(sheen 新作)
2019年度 62本目の劇場鑑賞
ブルックリンの海岸近くで17年間レコード店を開いている元売れないミュージシャンだったフランク(ニック・オファーマン)は一人で育てた娘のサム(カーシー・クレモンズ)と家で楽器を弾いたり歌ったりすることが楽しみだった。しかしながら娘のサムは医者を目指してUCLAに行く予定だ。子離れできそうにないフランクはレコード店を続ける活力を失ってしまう。
二人で録音した曲をサムに内緒で音楽ストリーミングサービスSpotifyに上げると予想外にも反響が広まりフランクはその気になってしまう。再びミュージシャンになることを夢見るフランクだがサムは現実的な夢を優先し親父の誘いに乗らない。
レコード店の最終日、サムは父親に素敵な提案をする。
この作品は日本語の副題、「たびだちのうた」そのものだ。
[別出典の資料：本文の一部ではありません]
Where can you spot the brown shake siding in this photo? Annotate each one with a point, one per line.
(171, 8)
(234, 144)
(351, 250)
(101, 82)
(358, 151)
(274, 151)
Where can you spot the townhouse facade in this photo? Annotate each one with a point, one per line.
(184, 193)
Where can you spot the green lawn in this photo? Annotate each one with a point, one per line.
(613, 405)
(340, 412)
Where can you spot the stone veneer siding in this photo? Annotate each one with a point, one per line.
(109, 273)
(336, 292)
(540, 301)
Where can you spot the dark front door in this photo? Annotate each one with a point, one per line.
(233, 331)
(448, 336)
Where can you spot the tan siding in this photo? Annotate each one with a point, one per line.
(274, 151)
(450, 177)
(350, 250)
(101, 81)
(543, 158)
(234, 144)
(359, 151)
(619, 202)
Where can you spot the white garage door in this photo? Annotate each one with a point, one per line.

親父から離れるためにあえて西海岸の大学を選び同性の恋人とも別れて独り立ちする娘。娘の独立をきっかけに第二の人生を始めようとする父親。どう変わろうと人生は続く。
音楽が多い作品だが全体としては物静かで穏やかな、どこにでもあるような家庭とその取り巻きを描いている。父親のフランクと娘のサム以外の登場人物{少しボケていて盗癖のあるおばあちゃん(ブライス・ダナー)、フランクに不動産を貸している女性オーナー(トニ・コレット)、30年間バーを開いている友達デイブ(テッド・ダンソン)}もキャラクターがしっかりして皆魅力的だった。
親父と別れて西海岸に移り住んだサムだが音楽は止めなかった最終シーンは素敵。小生もずっと続けたいな。